Monday, October 29, 2007
Sunday Smith #20: Model 36-1, 1980
When Smith & Wesson stretched the cylinder window of the I-frame by slightly over a tenth of an inch in 1950 to accommodate a cylinder chambered for the .38 Special cartridge, they created a new frame designation: The J-frame. They also created what would become one of the company's best selling and longest-lived models: The .38 Chiefs Special, later known as the Model 36. Introduced before commercial jet air travel, the model is still being catalogued fifty-seven years later.
The blend of service revolver power and pocket gun size was a winning recipe, and the little 2" snubbie became synonymous with "detective's gun" or "off-duty gun" in no time flat. It was used by both heroes and villains in Hollywood and on TV. J. Edgar Hoover received one of the earliest ones, and police departments across the land purchased them in batches.

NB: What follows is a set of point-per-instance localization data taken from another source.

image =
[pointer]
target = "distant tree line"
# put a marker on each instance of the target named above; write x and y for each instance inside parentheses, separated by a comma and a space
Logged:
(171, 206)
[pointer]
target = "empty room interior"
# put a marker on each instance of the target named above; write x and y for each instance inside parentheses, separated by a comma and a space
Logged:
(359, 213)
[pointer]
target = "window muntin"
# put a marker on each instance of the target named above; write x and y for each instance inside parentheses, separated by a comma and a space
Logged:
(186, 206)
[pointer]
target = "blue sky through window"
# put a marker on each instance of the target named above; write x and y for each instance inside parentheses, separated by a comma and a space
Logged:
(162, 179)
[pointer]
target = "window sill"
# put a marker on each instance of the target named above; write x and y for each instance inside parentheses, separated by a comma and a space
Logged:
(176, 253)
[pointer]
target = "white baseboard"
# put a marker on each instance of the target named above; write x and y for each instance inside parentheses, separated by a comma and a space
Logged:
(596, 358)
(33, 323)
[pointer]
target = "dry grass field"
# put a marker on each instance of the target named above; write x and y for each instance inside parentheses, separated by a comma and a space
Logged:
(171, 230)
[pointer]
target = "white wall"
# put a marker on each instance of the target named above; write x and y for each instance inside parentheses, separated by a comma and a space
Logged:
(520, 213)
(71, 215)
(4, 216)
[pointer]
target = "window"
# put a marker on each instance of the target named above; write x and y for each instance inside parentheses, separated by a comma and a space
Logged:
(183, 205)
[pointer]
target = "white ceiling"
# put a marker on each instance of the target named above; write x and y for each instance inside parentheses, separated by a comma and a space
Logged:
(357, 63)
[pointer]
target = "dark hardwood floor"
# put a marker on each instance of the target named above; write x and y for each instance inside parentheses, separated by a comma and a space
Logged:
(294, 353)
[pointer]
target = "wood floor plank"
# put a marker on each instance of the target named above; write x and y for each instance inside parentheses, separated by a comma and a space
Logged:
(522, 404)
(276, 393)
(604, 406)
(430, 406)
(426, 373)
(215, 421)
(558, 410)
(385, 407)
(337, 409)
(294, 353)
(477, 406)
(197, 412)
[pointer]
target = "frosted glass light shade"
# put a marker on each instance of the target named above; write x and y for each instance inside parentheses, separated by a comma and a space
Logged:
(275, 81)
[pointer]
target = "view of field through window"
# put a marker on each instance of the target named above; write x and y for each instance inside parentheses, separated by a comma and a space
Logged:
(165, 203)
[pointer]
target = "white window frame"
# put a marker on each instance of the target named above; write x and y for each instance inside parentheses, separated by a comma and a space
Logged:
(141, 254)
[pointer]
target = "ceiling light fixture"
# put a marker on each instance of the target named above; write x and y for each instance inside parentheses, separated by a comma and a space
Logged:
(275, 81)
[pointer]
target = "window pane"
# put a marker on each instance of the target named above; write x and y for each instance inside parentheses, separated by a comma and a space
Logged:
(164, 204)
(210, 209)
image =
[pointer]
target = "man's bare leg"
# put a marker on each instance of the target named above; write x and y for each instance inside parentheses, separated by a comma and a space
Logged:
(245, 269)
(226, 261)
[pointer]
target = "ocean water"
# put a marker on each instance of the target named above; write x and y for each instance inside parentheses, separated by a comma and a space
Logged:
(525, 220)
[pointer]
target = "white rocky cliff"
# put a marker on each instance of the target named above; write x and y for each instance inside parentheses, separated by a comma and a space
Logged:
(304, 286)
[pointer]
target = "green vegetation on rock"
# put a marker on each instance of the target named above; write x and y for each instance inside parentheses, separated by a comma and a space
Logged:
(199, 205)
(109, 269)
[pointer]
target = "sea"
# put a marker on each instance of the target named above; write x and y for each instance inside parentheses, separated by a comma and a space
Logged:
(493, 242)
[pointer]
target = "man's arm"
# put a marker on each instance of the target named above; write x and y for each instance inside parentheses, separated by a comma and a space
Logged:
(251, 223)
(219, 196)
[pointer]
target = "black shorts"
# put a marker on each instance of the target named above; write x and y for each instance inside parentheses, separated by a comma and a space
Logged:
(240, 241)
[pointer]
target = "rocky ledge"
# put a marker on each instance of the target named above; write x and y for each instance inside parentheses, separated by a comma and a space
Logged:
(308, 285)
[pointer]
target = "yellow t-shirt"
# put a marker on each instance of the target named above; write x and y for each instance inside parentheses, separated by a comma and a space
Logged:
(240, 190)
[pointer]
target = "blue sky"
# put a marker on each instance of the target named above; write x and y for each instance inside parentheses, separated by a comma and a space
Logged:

It didn't take long for variations to turn up. For example, a very limited number were made with target sights and in the 1990's Smith released the Model 36LS, or "Lady Smith", with attractive hardwood grips and "Lady Smith" engraved on the sideplate. The NYPD ordered a batch Model 36-1's with 3" barrels and square-butt frames to issue to female police officers who had a hard time with the double-action trigger reach on the standard issue Model 10.
The above revolver is an example of the 3" heavy barrel, square-butt Model 36-1. It was purchased back in '01 for $225, a price that was more than fair considering it's outstanding condition and the fact that it shows almost no wear. Current market value for an identical piece would probably be somewhere between $275 and $350, depending on in which area of the country the gun was sold and how badly the purchaser wanted an unusually-configured Chiefs Special.